Academic paper written in 1992 but published on the internet only


J.J. Ray

University of N.S.W., Australia


Boyle has disinterred Cattell's concern over "bloated specifics" and used it to condemn all scales that have high internal consistencies. It is shown that his argument depends on an unwarranted belief that "breadth of coverage" is a uniformly desirable attribute of a scale.

Although not titled as such, Boyle's (1991) paper is essentially a reply to some criticisms I made (Ray, 1988) of earlier claims by him to the effect that attitude and personality scales can have "too much" internal consistency. It seems appropriate, therefore, for me to offer some rejoinder to Boyle's (1991) arguments.

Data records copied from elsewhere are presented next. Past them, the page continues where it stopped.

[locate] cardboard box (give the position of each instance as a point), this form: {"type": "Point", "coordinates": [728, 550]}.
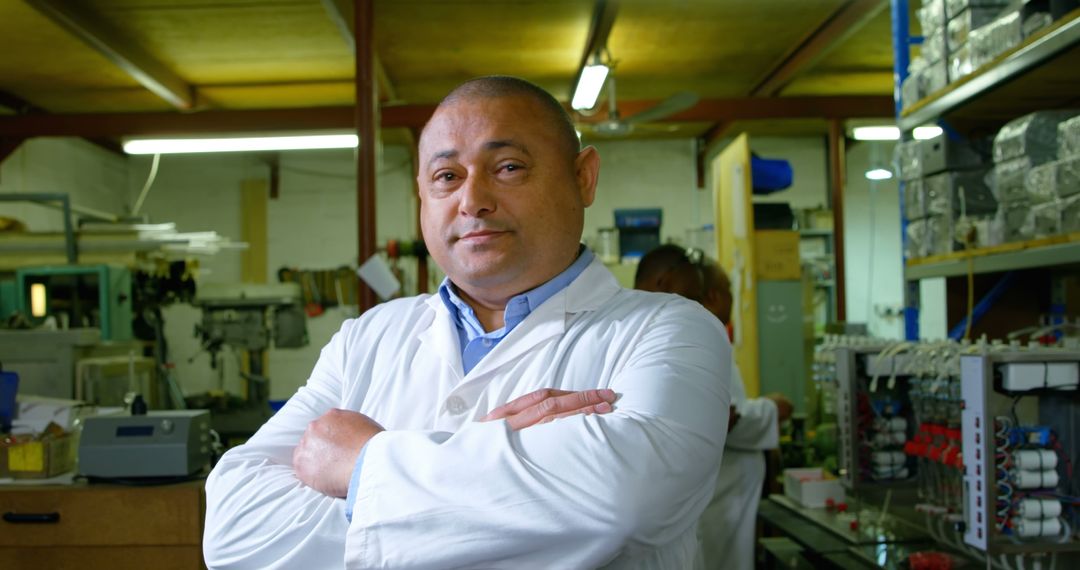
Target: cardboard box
{"type": "Point", "coordinates": [777, 255]}
{"type": "Point", "coordinates": [811, 488]}
{"type": "Point", "coordinates": [37, 459]}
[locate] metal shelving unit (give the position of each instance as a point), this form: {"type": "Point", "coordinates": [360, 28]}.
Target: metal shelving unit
{"type": "Point", "coordinates": [1042, 72]}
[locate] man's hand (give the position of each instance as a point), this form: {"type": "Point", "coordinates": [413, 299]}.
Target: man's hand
{"type": "Point", "coordinates": [545, 405]}
{"type": "Point", "coordinates": [328, 449]}
{"type": "Point", "coordinates": [784, 406]}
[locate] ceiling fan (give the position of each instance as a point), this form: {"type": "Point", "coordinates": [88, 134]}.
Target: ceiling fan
{"type": "Point", "coordinates": [616, 125]}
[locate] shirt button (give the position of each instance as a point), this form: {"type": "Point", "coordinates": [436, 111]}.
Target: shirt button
{"type": "Point", "coordinates": [456, 406]}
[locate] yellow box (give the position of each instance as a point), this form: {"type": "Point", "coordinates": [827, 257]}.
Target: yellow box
{"type": "Point", "coordinates": [777, 255]}
{"type": "Point", "coordinates": [38, 459]}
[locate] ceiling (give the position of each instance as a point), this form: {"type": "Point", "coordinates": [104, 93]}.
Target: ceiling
{"type": "Point", "coordinates": [226, 55]}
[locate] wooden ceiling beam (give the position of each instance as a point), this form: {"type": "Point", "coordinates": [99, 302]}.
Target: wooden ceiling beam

Essentially, what Boyle is relying on is the old Cattellian fear of "bloated specifics": i.e. if you put into a factor analysis a set of items which includes a sub-set of items that are all essentially re-phrasings of one-another, you will undoubtedly get out a factor featuring the set of "re-phrased" items. Cattell (1978) regards such factors as being in some sense "spurious". Certainly, they do highlight the importance of asking whether the items analysed represent a sampling from any known domain -- something that seldom seems to be done.

Boyle has, however, overgeneralized Cattell's concerns in this matter. He extends suspicion of high internal consistency to all scales -- including scales which are not factor-analytic products and which hence embody no claim that they measure one factor of some given item domain.

What Boyle seems to want is for scales to have "breadth" of coverage. He appears to see this as a such self-evidently desirable goal that he is prepared to sacrifice reliability and internal consistency in order to attain it. I submit that Boyle's desideratum here is in fact probably a generally undesirable goal.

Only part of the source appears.